Death of Eccentric, 104-Year-Old Lady Leads to a Museum for her Art and Books
- by Michael Stillman
Huguette Clark (right) at age 11 in Montana, with father and sister Andrée.
This magnificent gift is filled with intrigue, a bit of Howard Hughes combined with a person connected to times very long ago. The mansion and collection are the gifts of Huguette Marcelle Clark, a 104-year-old woman who, like Howard Hughes, disappeared from public view many decades ago. She died in May, just two weeks short of her 105th birthday.
This story goes well back into the 19th century. Ms. Clark's father, William Andrews Clark, was born in 1839. Is there anyone else still alive whose father was born in 1839? Probably not. Two generations spanning 172 years. William Clark was a clever man. Born in Pennsylvania, he moved west to the Montana Territory, where he became one of Butte's legendary "copper kings." By the 1880s, he was an extraordinarily wealthy man, with business interests extending far beyond mining. By the turn of the century, he was one of the richest men in America, with wealth equivalent to something like $3 billion today. It was Clark who established Las Vegas, as a stop for his railroad (Clark County is named for him).
Clark developed friends, enemies, and sycophants along the way. Some saw him as unscrupulous. Mark Twain has been quoted as saying of Clark, "He is as rotten a human being as can be found anywhere under the flag; he is a shame to the American nation, and no one has helped to send him to the Senate who did not know that his proper place was the penitentiary, with a ball and chain on his legs." Twain apparently didn't care much for him. The reference to the senate came from Clark's desire to be a senator in the days when U.S. senators were appointed by the state legislature. Clark simply bribed his way to the appointment. As he later was said to have quite accurately pointed out, "I never bought a man who wasn’t for sale." It was reputedly at least partly because of Clark that the 17th Amendment, providing for direct election of senators, was passed. The Senate refused to seat Clark, but he later would be successfully selected to a term in the Senate in 1901.
Clark was married twice. He and his first wife had five children. In fact, the late Huguette Clark actually had a sibling who died in the 19th century. Mr. Clark's first wife died in 1893, and he later married Anna La Chapelle, 39 years his junior. She had two daughters, Andrée, born in 1902, and Huguette, born in 1906, when her father was 67 years old. Mr. Clark built himself and his family a 121-room (including 31 bathrooms) mansion on Fifth Avenue in New York, where he lived until he died in 1925.
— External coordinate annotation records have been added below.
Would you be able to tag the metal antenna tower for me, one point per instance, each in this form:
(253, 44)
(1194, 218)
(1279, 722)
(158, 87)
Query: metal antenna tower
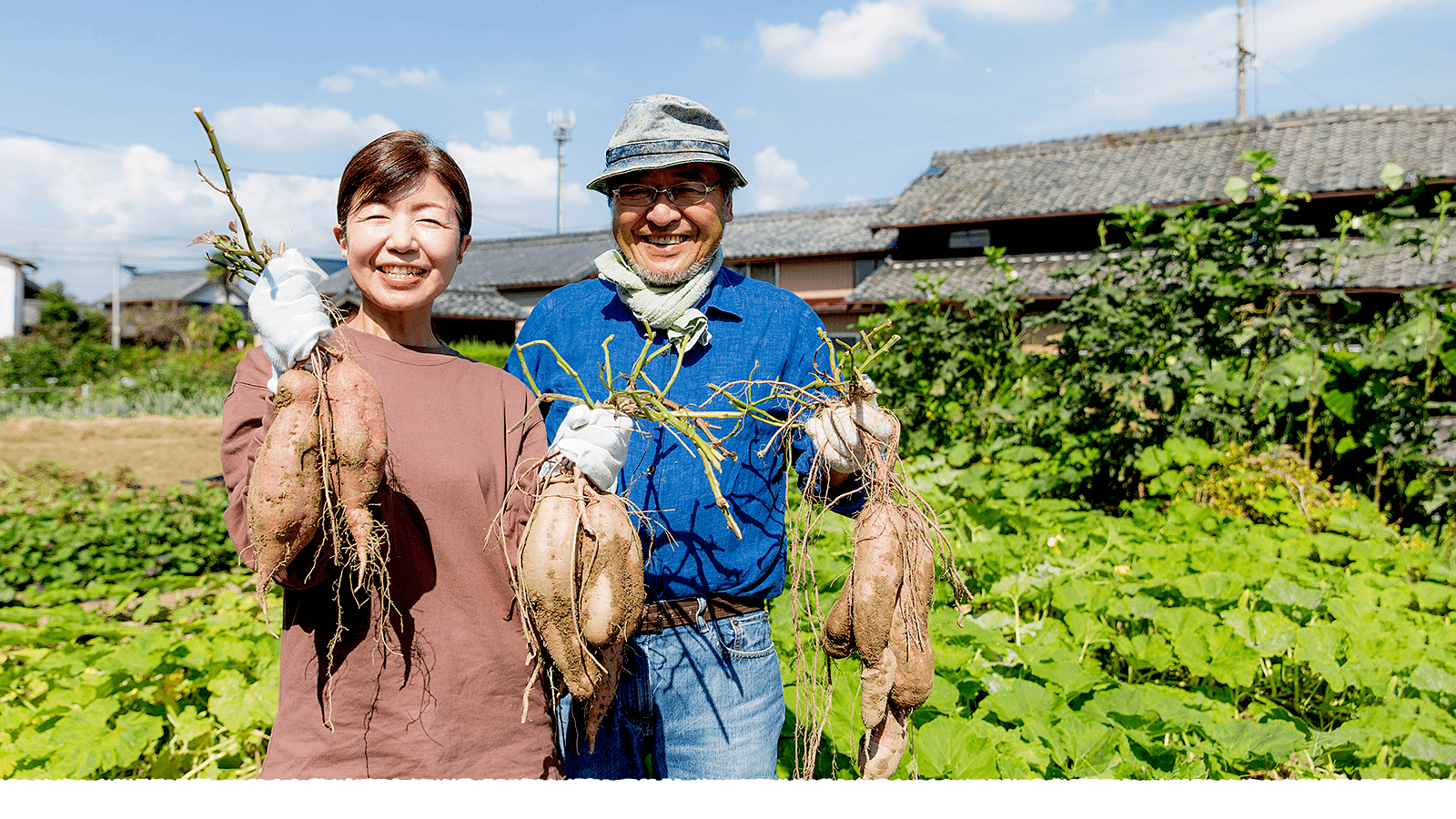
(561, 123)
(1244, 57)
Undoubtedly, Huguette did not have a typical childhood, though it seems to have been a pleasant one. She probably never bonded much with her father's first family, but was close to her mother and full sister, Andrée. Andrée died in 1919 at the age of 16, and this tragic event may partly explain the reclusiveness Huguette developed as the years wore on. Huguette did get married once, but it didn't last. In 1928, she married a man who had worked for her father. She claimed desertion, a 1940 book asserted the marriage was never consummated. By 1930, she was divorced, shy, and never to be married again.
She then moved in with her mother, sharing a "smaller," 42-room apartment in New York. It would be her official residence for the remainder of her life. There are no known photographs taken of Huguette Clark after 1930.